The cold weather is getting its claws into us. We are going out in down jackets, scarves and boots. In a fit of self-pity I even have taken out my coziest wool hat – the little wool cloche from Wildhagen that I usually reserve for the most desperate sub-zero days. The weather is having hostile spasms. The other day, going from the American Rhythm Center to Terry’s office on foot, I got caught in a sleet storm – mean tiny ice pellets flinging themselves into my face at 50 miles per hour.  Reader, it hurt.

It’s easy to make all of this out as the horriblest thing ever. Oh, the hideous descent into winter, oh the moping about the house because it’s so impossible out, oh pity oh lackaday. On the other hand, we’re getting to wear clothes we haven’t seen for months (and that are much more interesting than stupid sundresses). And the onset of cold also opens the way for wonderful food – for baking and roasting and the sort of lazy Sunday simple, slow dinners that are so very satisfying.

Recommended: 19 delicious butternut squash recipes

When you are suffering from early onset of winter complicated by la tristesse du dimanche soir, this recipe is extra good. In fact, nothing could be easier. It has five ingredients: duck, apples, pears, salt, and pepper. Six, if you add in a side of pan-roasted potatoes (yes, you do want to add them).
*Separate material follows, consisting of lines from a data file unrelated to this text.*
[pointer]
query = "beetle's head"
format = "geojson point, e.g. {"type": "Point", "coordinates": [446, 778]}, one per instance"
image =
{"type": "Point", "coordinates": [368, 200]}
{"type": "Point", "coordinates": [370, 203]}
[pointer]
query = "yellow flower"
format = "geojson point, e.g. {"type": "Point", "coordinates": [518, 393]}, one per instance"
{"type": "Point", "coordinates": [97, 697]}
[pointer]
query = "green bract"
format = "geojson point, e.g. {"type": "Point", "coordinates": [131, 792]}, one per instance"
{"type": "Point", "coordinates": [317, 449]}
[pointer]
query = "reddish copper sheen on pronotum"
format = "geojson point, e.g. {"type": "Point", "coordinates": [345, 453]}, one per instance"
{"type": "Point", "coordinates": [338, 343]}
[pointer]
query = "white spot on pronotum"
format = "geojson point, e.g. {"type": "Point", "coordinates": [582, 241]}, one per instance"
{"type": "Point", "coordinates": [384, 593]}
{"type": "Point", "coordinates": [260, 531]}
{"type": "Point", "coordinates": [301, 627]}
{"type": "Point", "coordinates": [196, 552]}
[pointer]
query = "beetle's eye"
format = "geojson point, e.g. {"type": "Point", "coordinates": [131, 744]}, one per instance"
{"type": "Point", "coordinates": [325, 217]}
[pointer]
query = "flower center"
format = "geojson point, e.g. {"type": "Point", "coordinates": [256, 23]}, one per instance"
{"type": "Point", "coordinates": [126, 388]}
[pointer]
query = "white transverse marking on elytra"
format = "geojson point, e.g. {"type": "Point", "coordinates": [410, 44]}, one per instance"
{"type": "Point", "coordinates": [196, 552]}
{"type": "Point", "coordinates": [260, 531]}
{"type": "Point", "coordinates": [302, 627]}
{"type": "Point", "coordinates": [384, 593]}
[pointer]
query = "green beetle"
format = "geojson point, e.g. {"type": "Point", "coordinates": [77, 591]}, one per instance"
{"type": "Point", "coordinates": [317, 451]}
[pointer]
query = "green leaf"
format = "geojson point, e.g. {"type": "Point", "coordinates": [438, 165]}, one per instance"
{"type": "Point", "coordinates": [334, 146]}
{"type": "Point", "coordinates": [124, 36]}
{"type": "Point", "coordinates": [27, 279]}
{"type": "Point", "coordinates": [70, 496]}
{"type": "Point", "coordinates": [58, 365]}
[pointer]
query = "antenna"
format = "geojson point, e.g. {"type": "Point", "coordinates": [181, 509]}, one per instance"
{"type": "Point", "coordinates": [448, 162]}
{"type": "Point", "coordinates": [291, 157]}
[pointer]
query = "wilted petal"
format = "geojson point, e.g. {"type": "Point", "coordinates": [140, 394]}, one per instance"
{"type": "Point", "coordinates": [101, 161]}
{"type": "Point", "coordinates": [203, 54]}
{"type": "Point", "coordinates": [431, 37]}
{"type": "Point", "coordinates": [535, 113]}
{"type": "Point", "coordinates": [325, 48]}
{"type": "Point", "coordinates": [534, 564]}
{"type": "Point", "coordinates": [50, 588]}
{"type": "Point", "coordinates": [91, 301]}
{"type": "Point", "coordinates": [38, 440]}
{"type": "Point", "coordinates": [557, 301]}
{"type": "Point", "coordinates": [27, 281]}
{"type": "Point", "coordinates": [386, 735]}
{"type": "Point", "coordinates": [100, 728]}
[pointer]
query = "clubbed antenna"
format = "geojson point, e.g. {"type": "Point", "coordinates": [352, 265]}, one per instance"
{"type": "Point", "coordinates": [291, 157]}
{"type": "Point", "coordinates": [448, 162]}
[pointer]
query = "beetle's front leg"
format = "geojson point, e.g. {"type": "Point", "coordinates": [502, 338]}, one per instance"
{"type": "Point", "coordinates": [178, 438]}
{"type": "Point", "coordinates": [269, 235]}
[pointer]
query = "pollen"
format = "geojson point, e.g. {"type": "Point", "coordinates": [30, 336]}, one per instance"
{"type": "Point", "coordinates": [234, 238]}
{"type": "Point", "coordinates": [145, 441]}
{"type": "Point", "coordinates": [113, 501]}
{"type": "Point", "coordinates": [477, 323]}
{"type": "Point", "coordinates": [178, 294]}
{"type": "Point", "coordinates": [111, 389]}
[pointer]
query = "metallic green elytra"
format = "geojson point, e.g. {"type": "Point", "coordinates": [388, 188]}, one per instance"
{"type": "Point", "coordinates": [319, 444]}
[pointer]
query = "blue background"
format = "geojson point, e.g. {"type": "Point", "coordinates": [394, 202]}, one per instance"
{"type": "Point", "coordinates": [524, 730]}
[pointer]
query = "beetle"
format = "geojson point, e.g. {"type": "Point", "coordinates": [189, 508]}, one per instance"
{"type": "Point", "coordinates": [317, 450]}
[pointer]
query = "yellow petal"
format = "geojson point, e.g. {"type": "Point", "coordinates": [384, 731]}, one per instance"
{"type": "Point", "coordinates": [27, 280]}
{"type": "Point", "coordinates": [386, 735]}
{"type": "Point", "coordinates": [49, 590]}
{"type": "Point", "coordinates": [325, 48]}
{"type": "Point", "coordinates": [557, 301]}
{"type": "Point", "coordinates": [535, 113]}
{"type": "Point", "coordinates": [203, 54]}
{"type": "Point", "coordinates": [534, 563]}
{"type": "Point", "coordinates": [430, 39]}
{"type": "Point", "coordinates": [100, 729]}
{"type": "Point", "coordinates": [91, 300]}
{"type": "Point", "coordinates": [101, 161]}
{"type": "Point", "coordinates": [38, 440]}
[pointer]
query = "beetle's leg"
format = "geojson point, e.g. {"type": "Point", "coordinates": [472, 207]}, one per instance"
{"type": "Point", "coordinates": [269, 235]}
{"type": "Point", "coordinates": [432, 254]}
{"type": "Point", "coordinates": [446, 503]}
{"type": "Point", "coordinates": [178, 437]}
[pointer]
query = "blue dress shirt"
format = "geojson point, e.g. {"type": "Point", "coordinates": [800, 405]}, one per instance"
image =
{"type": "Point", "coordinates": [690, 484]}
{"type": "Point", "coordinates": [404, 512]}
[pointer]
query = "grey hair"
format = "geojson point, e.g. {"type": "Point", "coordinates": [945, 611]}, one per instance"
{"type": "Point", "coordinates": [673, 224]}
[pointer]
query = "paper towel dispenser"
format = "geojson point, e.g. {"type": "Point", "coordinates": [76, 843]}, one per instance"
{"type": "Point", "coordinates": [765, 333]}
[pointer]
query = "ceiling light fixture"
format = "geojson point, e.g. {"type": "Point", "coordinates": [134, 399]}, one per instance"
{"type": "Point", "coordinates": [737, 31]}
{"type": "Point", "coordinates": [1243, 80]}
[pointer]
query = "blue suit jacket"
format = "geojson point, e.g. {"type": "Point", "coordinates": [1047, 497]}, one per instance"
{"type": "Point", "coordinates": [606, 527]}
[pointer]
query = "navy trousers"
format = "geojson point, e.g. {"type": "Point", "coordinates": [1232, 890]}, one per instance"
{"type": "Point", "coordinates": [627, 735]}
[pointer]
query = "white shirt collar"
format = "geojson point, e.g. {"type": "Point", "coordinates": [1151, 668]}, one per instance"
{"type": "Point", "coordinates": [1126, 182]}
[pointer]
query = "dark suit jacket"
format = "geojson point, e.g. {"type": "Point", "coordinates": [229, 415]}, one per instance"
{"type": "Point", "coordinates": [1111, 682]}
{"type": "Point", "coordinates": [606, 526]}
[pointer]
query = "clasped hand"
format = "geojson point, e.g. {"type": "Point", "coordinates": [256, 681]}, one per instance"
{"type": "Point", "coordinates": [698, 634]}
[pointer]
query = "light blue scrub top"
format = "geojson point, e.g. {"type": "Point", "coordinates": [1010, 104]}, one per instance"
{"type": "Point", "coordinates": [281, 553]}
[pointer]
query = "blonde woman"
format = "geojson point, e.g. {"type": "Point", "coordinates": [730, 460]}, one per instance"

Now, roasting a chicken is certainly fine for a chilly Sunday afternoon. But roasting a duck is a whole other kind of wonderful. As we’ve said in an earlier post, the flavor is richer, meatier and more intense than chicken. Even duck breasts, while considered “white meat,” are darker than chicken or turkey. According to the USDA, it’s because they are birds of flight, and “more oxygen is needed by muscles doing work, and the oxygen is delivered to those muscles by the red cells in the blood.”

This being a duck, it will produce plenty of fat as it roasts. Don’t discard it! You will be using some of it to prepare the fruit and the potatoes. The rest you should save, in your fridge, as if it were gold. If you have duck fat, you can pan roast duck fat potatoes any time.

Roast Duck with Apples, Pears and Potatoes
Serves 4 to 6, with leftovers

1 6-pound duck
salt and freshly ground black pepper
4 eating apples (see Kitchen Notes for apple and pear choices)
4 firm-ripe pears
4 Yukon Gold potatoes, cut into long wedges (for the optional side)

1. Preheat oven to 300 degrees F.

2. Pat the duck dry. Discard any loose fat from the cavity. Prick the duck all over with the tip of a sharp little knife – go in at an acute angle; the idea is to pierce only the skin and not the meat beneath. Cap the feet with foil to avoid burning. Either tuck the wingtips into the wing or truss the wings with kitchen twine. Salt inside and out and place it breast down on a rack in a roasting pan. Put the pan in the oven.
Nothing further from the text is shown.